Hello Leo, good question. Many advanced calisthenics will produce excellent results and there tends to be a high degree of carry over to other moves. For example even if you don’t do dips doing one arm push ups will give you triceps strength. However doing dips will be more effective simply because of skill specificity; knowing how to move your body around the bar is indispensable to a muscle up. Anyway, basically do what you want. But if I had to narrow it down, my #1 exercise would be bridging. Stand to stand bridges work everything except the triceps biceps shoulders and chest. Even the quads get a decent amount of work (depending on how you’re bridging). Adding bridge push ups will work the triceps and shoulders so that’s almost everything in one workout. But primarily it really strengthens the lower back which is most critical for postural health, plus all of the other benefits discussed in CC.

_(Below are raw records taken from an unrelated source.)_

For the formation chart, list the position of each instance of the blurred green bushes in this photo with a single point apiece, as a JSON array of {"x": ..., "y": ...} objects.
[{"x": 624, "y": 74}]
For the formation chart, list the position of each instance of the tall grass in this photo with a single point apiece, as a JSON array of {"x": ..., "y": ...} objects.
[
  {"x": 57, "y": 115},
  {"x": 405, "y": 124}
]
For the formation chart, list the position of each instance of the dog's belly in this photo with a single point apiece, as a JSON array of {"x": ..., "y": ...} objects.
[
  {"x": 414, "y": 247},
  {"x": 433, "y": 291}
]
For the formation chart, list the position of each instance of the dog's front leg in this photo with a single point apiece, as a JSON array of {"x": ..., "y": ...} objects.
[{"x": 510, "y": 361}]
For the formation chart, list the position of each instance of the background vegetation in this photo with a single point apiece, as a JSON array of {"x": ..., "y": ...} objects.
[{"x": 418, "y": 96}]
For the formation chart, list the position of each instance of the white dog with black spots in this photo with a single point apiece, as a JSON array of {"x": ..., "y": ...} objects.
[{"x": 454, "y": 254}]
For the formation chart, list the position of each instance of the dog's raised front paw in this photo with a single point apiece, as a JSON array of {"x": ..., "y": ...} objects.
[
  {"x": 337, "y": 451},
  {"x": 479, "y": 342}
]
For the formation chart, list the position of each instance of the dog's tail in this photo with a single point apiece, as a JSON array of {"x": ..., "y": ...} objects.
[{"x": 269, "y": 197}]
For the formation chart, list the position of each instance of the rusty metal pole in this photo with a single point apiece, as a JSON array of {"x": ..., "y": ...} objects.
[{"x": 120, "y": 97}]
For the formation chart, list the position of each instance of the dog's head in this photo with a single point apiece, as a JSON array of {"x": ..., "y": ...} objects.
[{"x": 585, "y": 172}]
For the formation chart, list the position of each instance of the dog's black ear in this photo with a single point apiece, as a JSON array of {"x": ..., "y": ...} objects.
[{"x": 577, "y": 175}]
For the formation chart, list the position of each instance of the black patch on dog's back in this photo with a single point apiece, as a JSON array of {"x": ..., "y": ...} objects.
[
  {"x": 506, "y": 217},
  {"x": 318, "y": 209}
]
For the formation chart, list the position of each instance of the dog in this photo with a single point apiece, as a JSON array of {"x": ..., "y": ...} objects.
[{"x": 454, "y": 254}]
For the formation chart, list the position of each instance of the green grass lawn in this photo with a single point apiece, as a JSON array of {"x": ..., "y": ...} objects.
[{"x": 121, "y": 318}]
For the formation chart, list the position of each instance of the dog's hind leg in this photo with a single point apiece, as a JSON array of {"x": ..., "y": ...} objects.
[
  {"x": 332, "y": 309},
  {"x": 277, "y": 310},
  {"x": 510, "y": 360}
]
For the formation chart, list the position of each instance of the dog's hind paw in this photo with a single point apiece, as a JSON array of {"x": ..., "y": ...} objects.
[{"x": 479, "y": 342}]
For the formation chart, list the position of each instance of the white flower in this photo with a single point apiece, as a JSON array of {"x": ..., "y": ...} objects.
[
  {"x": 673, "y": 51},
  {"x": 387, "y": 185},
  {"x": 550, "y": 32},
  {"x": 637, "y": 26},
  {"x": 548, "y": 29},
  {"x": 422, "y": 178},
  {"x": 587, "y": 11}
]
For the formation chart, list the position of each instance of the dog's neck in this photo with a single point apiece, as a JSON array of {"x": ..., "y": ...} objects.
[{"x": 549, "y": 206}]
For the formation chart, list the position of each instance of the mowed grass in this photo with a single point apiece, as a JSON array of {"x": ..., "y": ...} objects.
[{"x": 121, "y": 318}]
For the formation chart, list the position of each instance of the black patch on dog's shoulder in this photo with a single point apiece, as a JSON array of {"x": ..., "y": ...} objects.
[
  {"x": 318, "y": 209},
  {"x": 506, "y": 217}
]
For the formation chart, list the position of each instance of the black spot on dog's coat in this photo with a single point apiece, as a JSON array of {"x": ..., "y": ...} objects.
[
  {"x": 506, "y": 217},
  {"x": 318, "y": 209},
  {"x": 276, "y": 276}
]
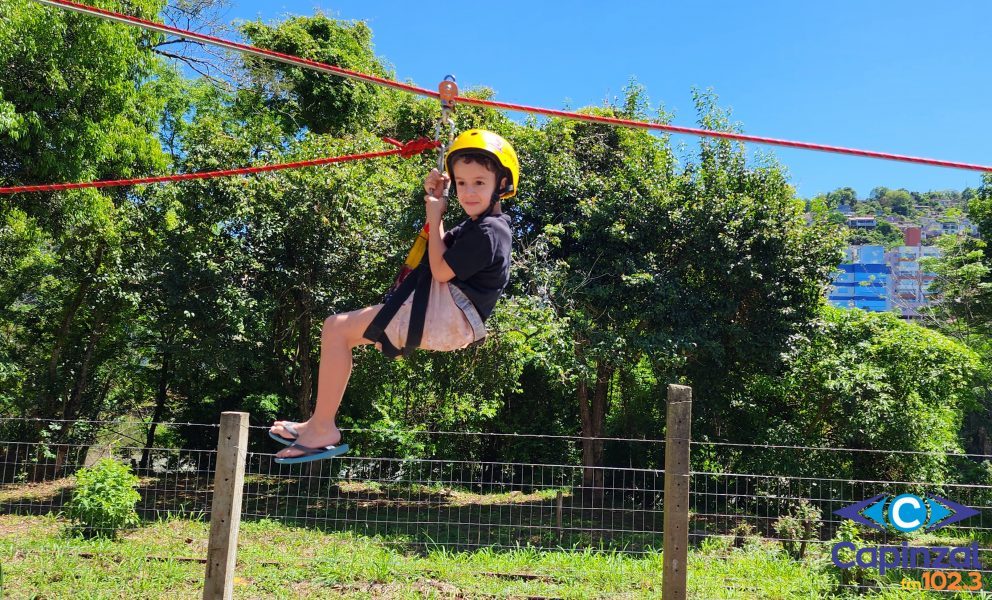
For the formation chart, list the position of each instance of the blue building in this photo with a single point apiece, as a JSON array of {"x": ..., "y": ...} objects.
[{"x": 862, "y": 280}]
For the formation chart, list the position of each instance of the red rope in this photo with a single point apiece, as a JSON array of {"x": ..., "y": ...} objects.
[
  {"x": 406, "y": 150},
  {"x": 286, "y": 58}
]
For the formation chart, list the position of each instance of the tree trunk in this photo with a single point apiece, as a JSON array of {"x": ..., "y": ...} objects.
[
  {"x": 305, "y": 392},
  {"x": 159, "y": 413},
  {"x": 70, "y": 408},
  {"x": 592, "y": 410},
  {"x": 61, "y": 336}
]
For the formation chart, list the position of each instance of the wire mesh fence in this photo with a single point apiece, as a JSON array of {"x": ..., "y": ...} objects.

My #2 exercise is the pistol squat, for the injury prevention and leg strengthening and mobility benefits discussed in CC.

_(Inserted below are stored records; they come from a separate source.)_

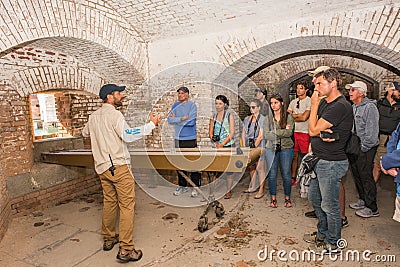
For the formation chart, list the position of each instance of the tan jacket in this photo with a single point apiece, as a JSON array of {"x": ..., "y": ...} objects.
[{"x": 108, "y": 133}]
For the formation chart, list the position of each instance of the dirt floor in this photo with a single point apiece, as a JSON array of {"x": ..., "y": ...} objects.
[{"x": 247, "y": 235}]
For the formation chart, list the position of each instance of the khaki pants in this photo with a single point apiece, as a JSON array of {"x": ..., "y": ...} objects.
[{"x": 119, "y": 194}]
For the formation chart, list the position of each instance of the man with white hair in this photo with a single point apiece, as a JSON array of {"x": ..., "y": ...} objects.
[
  {"x": 389, "y": 117},
  {"x": 366, "y": 126}
]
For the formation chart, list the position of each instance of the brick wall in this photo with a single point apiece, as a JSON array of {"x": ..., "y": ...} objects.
[
  {"x": 73, "y": 110},
  {"x": 55, "y": 195},
  {"x": 15, "y": 145}
]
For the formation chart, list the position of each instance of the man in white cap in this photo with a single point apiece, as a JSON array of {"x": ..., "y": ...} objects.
[
  {"x": 366, "y": 126},
  {"x": 389, "y": 117},
  {"x": 109, "y": 133}
]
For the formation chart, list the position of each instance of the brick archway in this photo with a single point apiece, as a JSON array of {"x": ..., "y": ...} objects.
[
  {"x": 267, "y": 55},
  {"x": 67, "y": 63}
]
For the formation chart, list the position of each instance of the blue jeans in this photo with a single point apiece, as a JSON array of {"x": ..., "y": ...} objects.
[
  {"x": 324, "y": 197},
  {"x": 284, "y": 158}
]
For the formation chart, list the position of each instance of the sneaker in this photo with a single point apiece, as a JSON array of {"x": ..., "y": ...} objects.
[
  {"x": 310, "y": 214},
  {"x": 194, "y": 193},
  {"x": 312, "y": 238},
  {"x": 129, "y": 255},
  {"x": 179, "y": 190},
  {"x": 345, "y": 222},
  {"x": 109, "y": 243},
  {"x": 360, "y": 204},
  {"x": 367, "y": 213},
  {"x": 322, "y": 248}
]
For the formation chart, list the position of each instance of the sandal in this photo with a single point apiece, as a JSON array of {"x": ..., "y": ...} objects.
[
  {"x": 249, "y": 191},
  {"x": 258, "y": 196},
  {"x": 288, "y": 203},
  {"x": 228, "y": 195},
  {"x": 273, "y": 203}
]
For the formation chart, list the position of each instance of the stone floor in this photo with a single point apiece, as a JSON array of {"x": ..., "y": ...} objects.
[{"x": 68, "y": 234}]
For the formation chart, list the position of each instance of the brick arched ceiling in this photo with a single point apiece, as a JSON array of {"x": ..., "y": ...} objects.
[
  {"x": 282, "y": 73},
  {"x": 93, "y": 21},
  {"x": 65, "y": 63},
  {"x": 268, "y": 55}
]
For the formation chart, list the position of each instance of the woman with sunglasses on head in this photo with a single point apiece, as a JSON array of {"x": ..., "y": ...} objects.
[
  {"x": 221, "y": 132},
  {"x": 279, "y": 148},
  {"x": 252, "y": 136}
]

My #3 exercise is the muscle up. It is an amazing exercise with a lot going for it. It complements the handstand push up and stand to stand bridge perfectly, it fills the huge gap between the standard pull up and the one arm pull up very well, it gives you the benefit of a dip, pull up, and hanging leg raise *plus* the difficult transition. The dip itself is an excellent pressing move to complement the handstand push up as it gives further work to the triceps and works the chest. Since the transition is basically a mid-high level pull, the pull up phase basically is a support movement (as is the dip to the handstand push up) to the transition giving further emphasis to the lats, shoulders, and biceps. The transition also requires abdominal recruitment that is akin to a hanging leg raise, in addition to great shoulder and lat strength (as well as a surprising amount of strength in the chest and triceps).
My #4 exercise is the handstand push up, as it fills in any glaring gap in the other three but as awesome as it is it doesn’t have the injury prevention benefits of the bridges or pistols and does not offer the extremely beneficially compound nature of the muscle up.
EDIT: the major takeaway here is that CC is a good resource and the philosophy behind the exercises is excellent. While you can train your entire body with just the progressions in the book, there are other exercises that, in my experience, are more succinct, especially when you compare non-master step progressions. The clearest example is that, overall, the muscle up offers more benefits than the progressions leading up to the one arm pull up in CC…I do really like the trifecta in CC2 though, particularly the twist holds, and obviously bridging.